Some of the past research of the writer is summarised under 91桃色 overview.  The emphasis of thi research has been on the simulation of flows via Large Eddy Simulation (LES), Direct Numerical Simulation (DNS) and hybrid LES-RANS methods, in which “RANS” stands for “Reynolds-averaged Navier Stokes” and is, essentially, equivalent to turbulence modelling outlined above. LES is a cheaper variant of DNS, in that it only resolves the large-to-medium-sized eddies, while smaller (less influential) eddies are represented by a statistical approximation.  Hybrid LES-RANS schemes are used in circumstances in which a full LES is deemed to be too costly.  In this case, a turbulence model is applied to the near-wall layer, in which the turbulence structure is dominated by small-scale eddies, and this is coupled to the LES away from the wall. 

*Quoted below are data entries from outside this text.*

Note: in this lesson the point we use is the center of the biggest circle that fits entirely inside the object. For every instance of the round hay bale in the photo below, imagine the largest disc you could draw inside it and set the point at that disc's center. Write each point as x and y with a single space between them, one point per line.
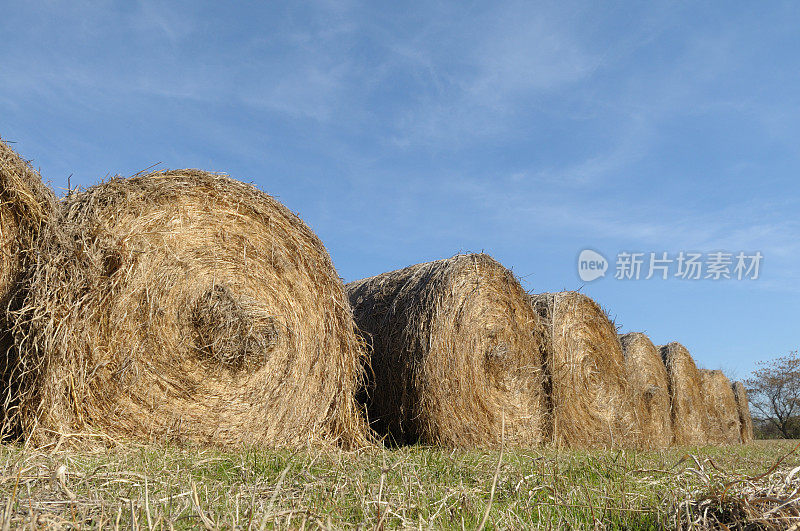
455 357
186 306
723 416
589 393
649 384
743 410
689 415
26 205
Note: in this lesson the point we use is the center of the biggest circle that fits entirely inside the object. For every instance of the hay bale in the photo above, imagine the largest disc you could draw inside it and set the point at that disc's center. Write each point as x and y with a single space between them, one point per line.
589 393
743 409
689 414
26 205
183 305
649 384
723 416
455 350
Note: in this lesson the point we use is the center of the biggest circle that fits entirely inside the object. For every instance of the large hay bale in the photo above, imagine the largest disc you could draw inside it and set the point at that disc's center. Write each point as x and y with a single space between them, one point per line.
743 409
455 354
26 205
183 305
689 414
649 384
589 394
723 417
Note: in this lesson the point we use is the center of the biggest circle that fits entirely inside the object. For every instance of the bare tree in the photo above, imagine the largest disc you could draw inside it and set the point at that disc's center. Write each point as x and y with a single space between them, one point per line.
774 393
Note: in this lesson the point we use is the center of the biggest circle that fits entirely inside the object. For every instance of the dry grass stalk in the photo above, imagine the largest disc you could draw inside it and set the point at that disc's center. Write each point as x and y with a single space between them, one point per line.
455 347
728 501
26 206
649 384
185 305
723 415
589 394
743 409
689 413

After more than a century of research on RANS modelling, efforts to develop new model forms and improve existing models have declined markedly after about 2005. As a consequence of rapid advances in computer technology and thus steep rise in computing power, the proportion of practical flows simulated with LES has increased steadily. However, RANS models remain extremely important, because the large majority of engineering flows continue to be routinely computed with such models.  
Fully-resolving turbulence simulation (DNS) is pursued, on the one hand, in order to gain insight into complex turbulence phenomena in a variety of generic flows and, on the other hand, to identify the capabilities and limitations of RANS-based techniques, in particular, when applied to complex, industrially-relevant flows. 
In recent years, significant research efforts have targeted topics relevant to the control of near-wall flows, either to avoid separation, with pulsed synthetic jets, or to achieve drag reduction.  These topics are especially pertinent to civil aviation under the general heading of "green technologies". In the area of drag reduction, particular attention has focused on turbulence mechanisms and benefits arising from the imposition of transverse oscillatory wall motion (an "active" method) and the use of wavy surfaces (a "passive" method).   As part of this research area, gaining insight into the influence of large-scale coherent turbulent structures in the outer part of the near-wall layer on the near-wall region, and thus on the drag-reduction effectiveness, is the objective of ongoing efforts by the flow-control community. 
Much of the recent research outlined under 91桃色 overview on flow and turbulence control has involved the use of DNS performed on large national (UK) supercomputer facilities - HECTOR and ARCHER, in particular - with simulations typically run on thousands of CPUs in parallel, generating many terabytes of data.  In addition, DNS databases generated at extremely high cost elsewhere (e.g. in Spain and the USA) on highly turbulent flows in channels have been exploited in an effort to understand key fundamental turbulence mechanisms that impact on friction drag and thus on the ability of active and passive control strategies to reduce the drag. 

 

 

 

 

 

 

 

 

 

 

 

 

 

 

 

 

 

 

 

 

 

 

 

 

 

 

 

 

 

 

 

 

 

 

 

 

 

 

 

 

 

Examples of DNS studies relevant to flow control. Left: pulsed jets discharged into a cross flow designed to increase turbulence in an effort to avoid flow separation at the upper wall; right: the streaky structure in a flow (moving to the right) close to a rigids wall oscillating in the spanwise (vertical) direction, designed to reduce friction drag.